In the end I went for using most of the dict module API unchanged, with
some new synonyms, and a number of additional useful functions. I also
made the dict module define a new 'dict' behaviour (even though it's
just an interface rather than a complete behaviour).
One particular detail is that gb_trees (with its user-unfriendly name
and rather different calling conventions) can now quite simply be used
through the dict module as an ordered variant of dict, and you can
pretend you never heard of the gb_trees module unless you want to use
one of its specially implementation-dependent functions. An ordered dict
can be created through dict:new([ordered_set]). This also resolved some
major problems with clashing function definitions.
The code (based on the OTP maint branch) can be found here:
https://github.com/richcarl/otp/tree/dict-api
The quickest way of having a look at the suggested API is to follow this
link and scroll down to see the behaviour callback:
https://github.com/richcarl/otp/blob/dict-api/lib/stdlib/src/dict.erl
Reactions, suggestions, and test pilots are most welcome.
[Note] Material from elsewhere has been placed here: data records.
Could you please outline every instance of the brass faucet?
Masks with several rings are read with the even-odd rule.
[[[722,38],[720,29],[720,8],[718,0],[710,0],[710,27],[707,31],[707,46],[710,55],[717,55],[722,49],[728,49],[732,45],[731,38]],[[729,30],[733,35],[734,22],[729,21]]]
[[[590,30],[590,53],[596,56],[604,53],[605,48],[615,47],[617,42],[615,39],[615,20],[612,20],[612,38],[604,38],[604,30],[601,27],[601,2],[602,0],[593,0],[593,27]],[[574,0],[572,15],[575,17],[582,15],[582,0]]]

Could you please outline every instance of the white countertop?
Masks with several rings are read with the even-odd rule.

I'm not ready
to write an EEP until I feel the API is good enough. Things still on the
TODO-list are: updating the docs for ets and dets, figuring out a good
set of iterator functions, and maybe include QLC table/1/2 functions and
match/select functions in the API. And then the same kind of unified API
should be made for sets and probably also for sequences.
A Good Yule to y'all,
/Richard
_______________________________________________
erlang-questions mailing list
erlang-q...@erlang.org
http://erlang.org/mailman/listinfo/erlang-questions
You can see the dictionary signature here
https://github.com/erlware/erlware_commons/blob/master/src/ec_dictionary.erl
which contains what we came up with along those lines.
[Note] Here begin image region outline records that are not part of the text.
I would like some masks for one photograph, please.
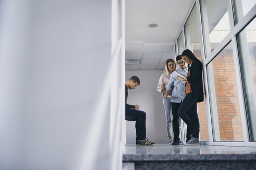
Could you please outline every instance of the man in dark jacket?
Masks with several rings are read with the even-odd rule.
[[[125,120],[136,121],[136,144],[137,145],[153,145],[156,143],[151,142],[146,137],[146,113],[138,110],[138,105],[131,105],[126,103],[128,89],[132,90],[139,86],[138,77],[133,76],[125,82]]]

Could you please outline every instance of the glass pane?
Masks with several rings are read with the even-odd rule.
[[[178,38],[178,54],[181,54],[182,52],[185,50],[184,36],[183,36],[183,31],[182,31],[181,35]]]
[[[232,42],[207,65],[214,141],[244,141]]]
[[[255,0],[233,0],[233,2],[236,23],[256,4]]]
[[[207,45],[210,43],[211,51],[230,32],[227,1],[202,0],[200,2],[204,35],[209,37],[209,40],[204,39],[205,43]]]
[[[256,19],[237,35],[250,139],[256,141]]]
[[[192,51],[197,58],[201,61],[196,5],[192,9],[184,27],[187,48]],[[197,103],[197,112],[200,122],[200,140],[209,141],[205,100],[203,102]]]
signatures are our attempt to provide, standard interfaces that are
friendly to tools like dialyzer and xref. The best part about them is
they don't require language changes.
T
I agree dict API is way to go, because it is so used. However I would be
against introdusing any synonymous, it may start confusing.
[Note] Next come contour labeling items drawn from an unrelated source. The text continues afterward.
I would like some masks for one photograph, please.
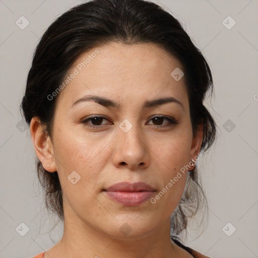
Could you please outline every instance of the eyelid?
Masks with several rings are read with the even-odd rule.
[[[89,121],[89,120],[90,121],[91,119],[92,119],[96,117],[104,119],[107,120],[109,120],[109,119],[105,116],[103,116],[102,115],[93,115],[92,116],[87,117],[87,118],[86,118],[85,119],[83,119],[83,120],[81,121],[81,123],[84,124],[87,127],[91,127],[91,128],[99,128],[105,127],[107,125],[108,125],[108,124],[100,124],[100,125],[92,125],[92,124],[86,124],[87,122],[88,121]],[[157,125],[155,124],[151,124],[153,125],[153,127],[157,127],[157,128],[159,128],[159,127],[162,128],[162,127],[165,127],[169,126],[171,126],[173,125],[178,124],[179,123],[178,121],[176,119],[175,119],[174,117],[166,116],[165,115],[154,115],[153,116],[151,116],[151,117],[150,117],[148,121],[151,120],[156,117],[161,117],[161,118],[165,118],[165,119],[167,120],[169,122],[168,123],[169,124],[161,124],[161,125]]]

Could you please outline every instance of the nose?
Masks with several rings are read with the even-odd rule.
[[[133,170],[142,169],[150,163],[149,151],[144,134],[136,125],[127,132],[120,128],[115,138],[113,162],[121,168],[127,166]]]

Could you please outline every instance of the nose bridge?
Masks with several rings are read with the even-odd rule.
[[[135,121],[131,122],[125,119],[119,125],[114,156],[114,162],[117,166],[125,163],[131,168],[136,168],[139,164],[149,163],[144,137]]]

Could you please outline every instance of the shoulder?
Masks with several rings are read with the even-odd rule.
[[[34,256],[33,258],[43,258],[44,253],[45,252],[41,252],[41,253],[39,253],[39,254]]]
What I do not link in dict API is how update/4 function behaves.
It is called like update(Key, Fun, Initial, Dict) -> Dict.
Problem is that if Initial is some sort of complex and costly
to compute initial value, then it will be most of the time
wasted, because it will be not needed.
THis is why I often use function like this:
update_full(Key, Fun, FunInit, Dict) when is_function(Fun, 1), is_function(FunInit, 0) ->
case dict:is_key(Key, Dict) of
true ->
dict:update(Key, Fun, Dict);
false ->
Val = FunInit(),
dict:store(Key, Val, Dict)
end;
Of course integrating it directly into dict will make it even faster, by
not needing to traverse datastructure twice.
I'm not really sure if integrating abstract collections into existing
dict module is good idea. It should not break compatibility, but it will
for sure bring some performance hit (due pattern matching in the dict
module and delegation to other modules).
I think dict module should be leaves as is, and new module should be
introduced, like gen_dict. Sure in some sense, it is easier to just
find all dict:new() using simple grep, and change it to dict:new([...]),
where appropriate without worring about other call sites, but if for some
reasons one changes dict:new([dict]), to something else, some functions
may subtelly change how they work, so I think it should not messed too much.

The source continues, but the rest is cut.